The operator turned around and looked at him levelly. He looked him over, with open contempt, from bald head to splayed feet. Then he coolly turned his back. There was a limit to just how much a man could stand, even to hold a job at E Headquarters.
It was about time the supervisor got somebody with brains onto the job. The sector chief should be called immediately. Supervisors were supposed to have enough brains to think of something so obvious as that. That much brains at least.
2
The first reaction of the sector chief to the dreaded words "delayed report" was a shocked negation, an illusory belief that it couldn't happen to him.
To the intense annoyance of the communications supervisor, his first act was to rush down to communications and go through all the routines for rousing the colonists the supervisor had tried. His worry was mounting so rapidly that he hardly noticed the resigned expression of the operator who knew he would have to go through all these useless motions again and again before it was all over, and somebody did something.
"Well," the chief said to the supervisor. "It's my problem now." He sighed, and unconsciously squared his shoulders.
"Yes, Chief Hayes," the supervisor agreed quickly. Perhaps too quickly, with too much relief? "Well, that is, I mean ..." his voice trailed off. After all, it was.
"You understand my check of your routines was no reflection on you or your department," Hayes said diplomatically. "It's a heavy responsibility to alert E.H.Q., pull the scientists off who knows what delicate, critical work—maybe even hope to get the attention of an E—all that. I had to make sure, you know."

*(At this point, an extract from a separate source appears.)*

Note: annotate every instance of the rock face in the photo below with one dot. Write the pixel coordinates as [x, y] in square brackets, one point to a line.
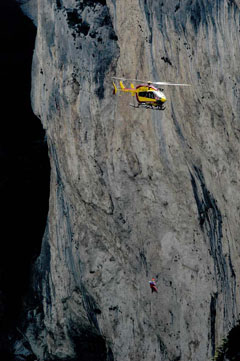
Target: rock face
[137, 194]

"Of course, Chief Hayes," the supervisor said, and relaxed some of his resentment. "Serious matter," he chattered. "Disgrace if an E, without half trying, put his finger on our oversight. We all understand that." He tried to include the nearby operators, his boys, in his eager agreement, but they were all busy showing how intensely they had to concentrate on their work.
"That's probably all it is—an oversight," Hayes said with unconvincing reassurance; then, at the hurt look on the supervisor's face, added, "Beyond our control here, of course. Something it would take at least a scientist to spot, something we couldn't be expected ... What I mean is, we shouldn't get alarmed until we know, for sure.